Ehlers-Danlos syndromes (EDS) are a clinically and genetically heterogeneous group of hereditary disorders characterized by varying degrees of soft connective tissue fragility, affecting mainly the skin, ligaments, blood vessels, and internal organs. Cardinal features are joint laxity and skin alterations that include hyperextensibility, scarring, and easy bruising. The prevalence of EDS is estimated to be approximately 1 in 5,000 births; however, the incidence rises with increased physician awareness (1). The European Union defines a rare disease with a prevalence of less than 50 in 100,000, thus the Ehlers-Danlos syndromes count as such.

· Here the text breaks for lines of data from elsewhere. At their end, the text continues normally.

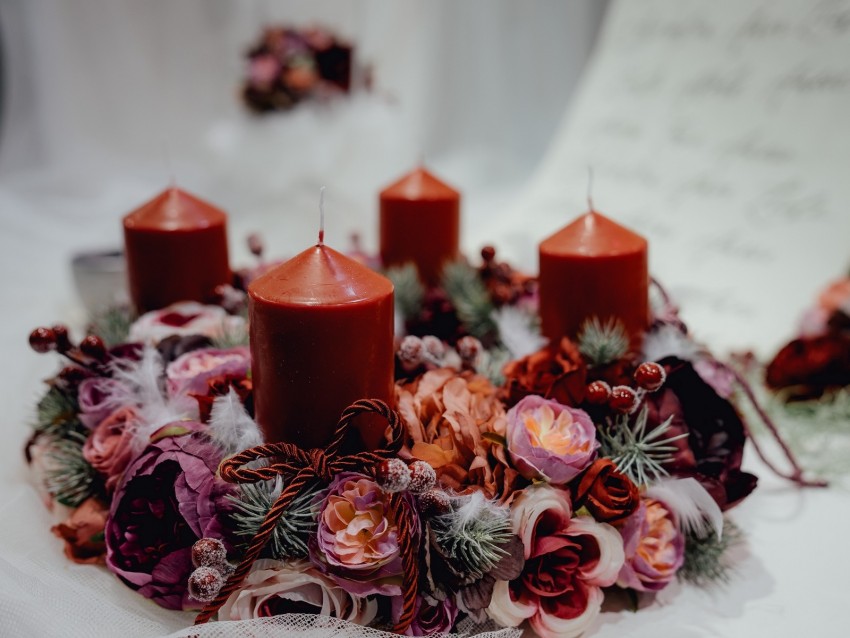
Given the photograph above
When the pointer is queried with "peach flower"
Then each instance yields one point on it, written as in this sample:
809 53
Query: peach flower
453 420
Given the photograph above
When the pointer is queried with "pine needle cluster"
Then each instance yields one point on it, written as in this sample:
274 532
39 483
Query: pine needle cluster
409 291
289 539
706 562
638 453
474 534
603 343
470 298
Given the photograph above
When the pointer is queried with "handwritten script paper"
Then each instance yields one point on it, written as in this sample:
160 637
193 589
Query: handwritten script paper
721 132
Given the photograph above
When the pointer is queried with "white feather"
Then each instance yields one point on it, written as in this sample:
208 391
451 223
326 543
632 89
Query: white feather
230 427
145 379
695 511
670 341
517 331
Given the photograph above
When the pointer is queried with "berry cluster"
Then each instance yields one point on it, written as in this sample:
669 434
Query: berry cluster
649 377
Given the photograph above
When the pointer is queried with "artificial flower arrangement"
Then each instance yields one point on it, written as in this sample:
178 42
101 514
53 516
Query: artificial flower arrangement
520 482
287 66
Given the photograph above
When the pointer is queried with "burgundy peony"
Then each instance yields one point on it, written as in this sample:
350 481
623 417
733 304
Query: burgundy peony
109 448
170 497
712 451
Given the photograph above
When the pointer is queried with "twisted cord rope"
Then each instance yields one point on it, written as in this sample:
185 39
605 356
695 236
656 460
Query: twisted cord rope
304 466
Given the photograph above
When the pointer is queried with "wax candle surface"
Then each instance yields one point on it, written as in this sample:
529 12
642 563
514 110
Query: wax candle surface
321 338
593 267
420 223
176 248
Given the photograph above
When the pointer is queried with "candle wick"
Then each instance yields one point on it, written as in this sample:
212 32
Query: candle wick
322 216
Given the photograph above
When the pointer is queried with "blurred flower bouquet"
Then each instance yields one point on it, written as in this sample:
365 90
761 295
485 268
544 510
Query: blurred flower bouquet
520 482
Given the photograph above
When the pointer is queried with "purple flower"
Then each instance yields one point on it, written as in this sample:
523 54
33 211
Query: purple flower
99 397
189 373
655 548
356 543
169 498
550 441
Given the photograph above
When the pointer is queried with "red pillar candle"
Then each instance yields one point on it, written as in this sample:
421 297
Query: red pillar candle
321 338
176 248
420 223
593 267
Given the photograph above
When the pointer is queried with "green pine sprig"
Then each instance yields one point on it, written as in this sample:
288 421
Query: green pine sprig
706 561
70 479
289 539
603 343
474 534
470 298
409 291
638 453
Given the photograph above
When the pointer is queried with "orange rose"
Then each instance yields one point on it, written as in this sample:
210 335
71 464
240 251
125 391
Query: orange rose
553 373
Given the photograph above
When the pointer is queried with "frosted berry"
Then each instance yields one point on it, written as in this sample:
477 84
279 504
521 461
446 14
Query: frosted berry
92 346
650 376
598 392
392 475
205 583
422 477
434 503
42 340
208 552
623 399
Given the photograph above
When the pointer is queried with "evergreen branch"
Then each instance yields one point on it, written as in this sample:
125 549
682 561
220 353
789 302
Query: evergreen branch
470 298
602 342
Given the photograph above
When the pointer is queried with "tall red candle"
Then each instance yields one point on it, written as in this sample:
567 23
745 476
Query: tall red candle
176 248
593 267
420 223
321 338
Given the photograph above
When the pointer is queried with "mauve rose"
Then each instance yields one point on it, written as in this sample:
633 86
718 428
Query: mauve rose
356 543
714 447
98 397
109 448
567 562
609 495
169 498
434 618
189 373
184 318
275 587
654 547
549 441
83 532
557 373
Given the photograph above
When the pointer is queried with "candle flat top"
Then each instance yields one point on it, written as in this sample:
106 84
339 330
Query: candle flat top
420 184
320 276
593 234
175 209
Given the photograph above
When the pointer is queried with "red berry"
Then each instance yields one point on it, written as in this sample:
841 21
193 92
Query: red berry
205 583
63 342
208 552
392 475
92 346
42 340
623 399
434 503
598 392
422 477
650 376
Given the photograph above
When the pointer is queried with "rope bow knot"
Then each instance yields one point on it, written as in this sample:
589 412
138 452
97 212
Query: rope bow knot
302 467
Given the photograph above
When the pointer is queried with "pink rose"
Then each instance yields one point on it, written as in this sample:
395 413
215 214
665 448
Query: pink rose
274 587
567 562
189 373
654 546
109 448
550 441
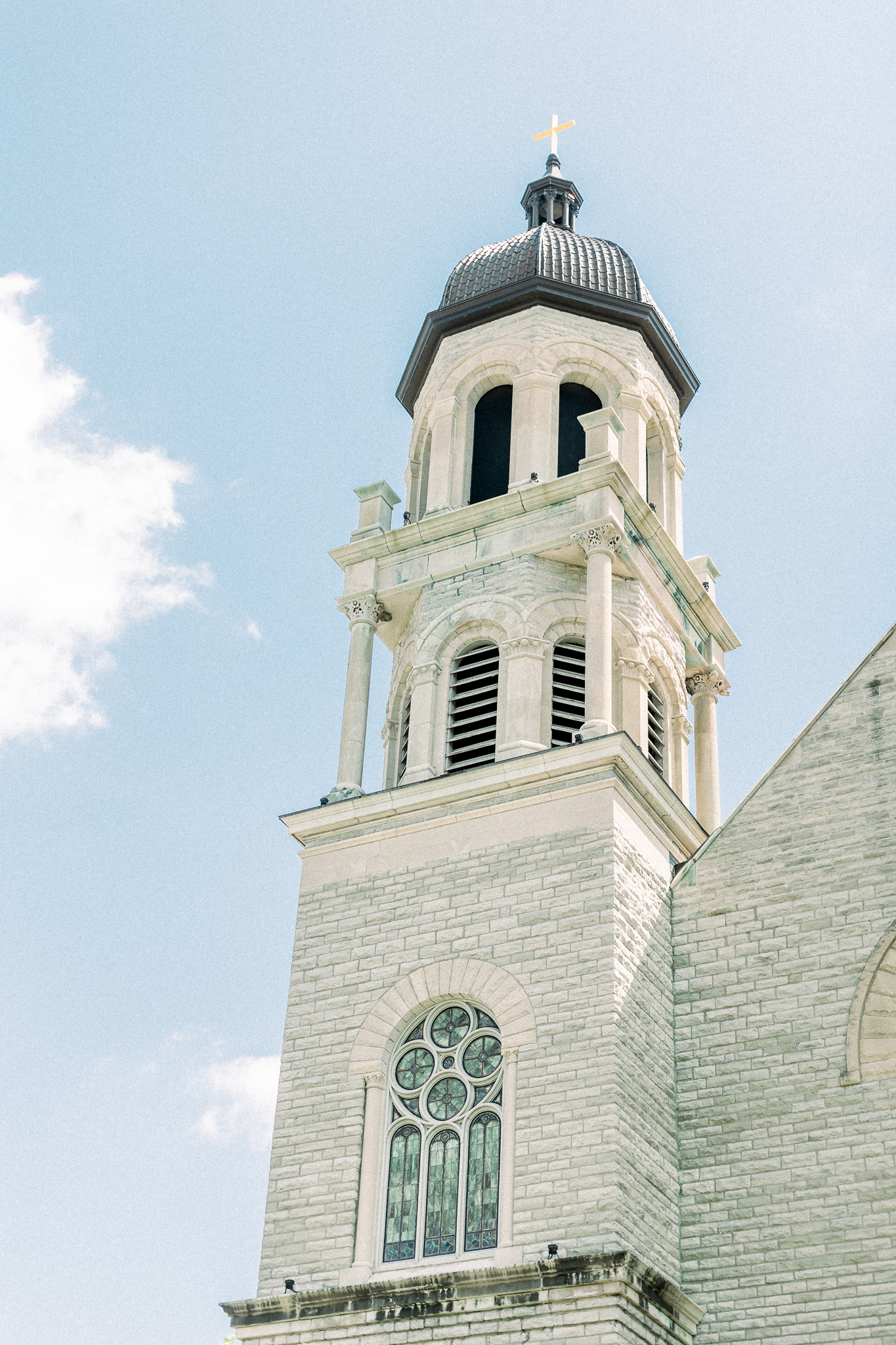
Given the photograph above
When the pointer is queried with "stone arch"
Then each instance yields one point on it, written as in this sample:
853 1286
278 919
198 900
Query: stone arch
871 1030
501 993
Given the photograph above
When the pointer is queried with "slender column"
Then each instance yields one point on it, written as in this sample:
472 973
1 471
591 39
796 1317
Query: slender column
421 686
368 1185
508 1147
363 613
524 662
704 690
599 542
634 677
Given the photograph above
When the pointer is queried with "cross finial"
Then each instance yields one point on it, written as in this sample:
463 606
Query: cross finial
553 132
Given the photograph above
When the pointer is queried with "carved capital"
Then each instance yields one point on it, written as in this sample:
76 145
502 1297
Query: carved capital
601 537
708 682
363 607
422 673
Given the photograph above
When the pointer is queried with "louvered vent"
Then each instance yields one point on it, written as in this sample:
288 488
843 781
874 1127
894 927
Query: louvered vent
473 711
402 745
656 730
567 693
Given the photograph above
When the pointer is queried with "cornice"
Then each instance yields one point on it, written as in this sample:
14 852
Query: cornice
548 294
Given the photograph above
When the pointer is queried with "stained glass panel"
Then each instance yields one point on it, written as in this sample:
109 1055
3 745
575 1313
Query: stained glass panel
450 1026
482 1183
445 1099
482 1056
440 1235
414 1069
400 1206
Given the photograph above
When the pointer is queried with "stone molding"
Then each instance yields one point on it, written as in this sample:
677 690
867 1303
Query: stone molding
639 1293
484 981
363 607
710 682
601 537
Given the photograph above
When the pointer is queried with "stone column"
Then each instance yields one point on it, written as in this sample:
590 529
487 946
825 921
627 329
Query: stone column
524 662
704 690
599 542
508 1153
634 677
370 1179
422 682
363 613
534 400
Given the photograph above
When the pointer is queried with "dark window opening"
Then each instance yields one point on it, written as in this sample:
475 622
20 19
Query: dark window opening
490 471
575 400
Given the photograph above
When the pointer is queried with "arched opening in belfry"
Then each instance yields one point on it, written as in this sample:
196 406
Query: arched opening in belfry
490 470
575 400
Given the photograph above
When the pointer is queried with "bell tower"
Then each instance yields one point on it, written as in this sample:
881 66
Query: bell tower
476 1118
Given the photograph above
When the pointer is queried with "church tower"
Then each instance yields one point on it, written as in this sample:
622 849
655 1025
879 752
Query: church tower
476 1122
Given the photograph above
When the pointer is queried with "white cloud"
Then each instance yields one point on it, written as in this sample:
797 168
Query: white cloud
247 1093
78 522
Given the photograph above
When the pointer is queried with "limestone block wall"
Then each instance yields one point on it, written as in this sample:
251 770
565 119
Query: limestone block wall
581 919
788 1173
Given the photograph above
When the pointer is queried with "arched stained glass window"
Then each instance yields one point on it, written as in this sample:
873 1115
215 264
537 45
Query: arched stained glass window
402 1200
482 1183
442 1183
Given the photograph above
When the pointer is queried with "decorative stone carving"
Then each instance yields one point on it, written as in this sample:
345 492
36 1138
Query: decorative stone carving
601 537
364 607
707 684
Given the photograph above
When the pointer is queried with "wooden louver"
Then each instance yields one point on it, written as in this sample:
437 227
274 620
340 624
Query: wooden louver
473 709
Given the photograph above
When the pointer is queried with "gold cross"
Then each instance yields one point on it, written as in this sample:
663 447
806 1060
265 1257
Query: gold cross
553 132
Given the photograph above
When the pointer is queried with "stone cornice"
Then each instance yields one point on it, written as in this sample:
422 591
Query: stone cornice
479 527
613 761
621 1274
547 294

Name givers of the EDS were Edvard Ehlers (Copenhagen) and Henri-Alexandre Danlos (Paris), two dermatologists who clinically recognized the condition at the beginning of the 20th century. In 1988 the “Berlin Nosology” portrayed 11 subtypes of EDS, then characterized by Roman numerals, based on clinical findings and mode of inheritance. (2) The declaration of the molecular and biochemical basis of many of these EDS types – most are related to disturbance of the fibrillar collagen types I, III, V – led to a revised classification known as the “Villefranche Nosology” published in 1998 (3). This Nosology recognized 6 subtypes containing the classical, vascular, kyphoscoliotic, dermatosparaxis, hypermobile and arthrocholasis subtype. Major and minor clinical criteria including the biochemical and molecular basis were elucidated and the Roman numerals were substituted by a descriptive name regarding the manifestations of each type. Nonetheless, whole spectrums of novel, clinically overlapping, rare EDS-variants have been delineated with the advent of next-generation sequencing (NGS) since. Mutations have been identified in a bunch of new genes, which are not always, at first sight, involved in collagen biosynthesis and/or structure. These advances have now made it possible to diagnose the causative mutation for patients presenting these phenotypes (4,5). Hence, an international EDS consortium recommended an adjusted classification consisting of 13 subtypes as outlined in the following table (4).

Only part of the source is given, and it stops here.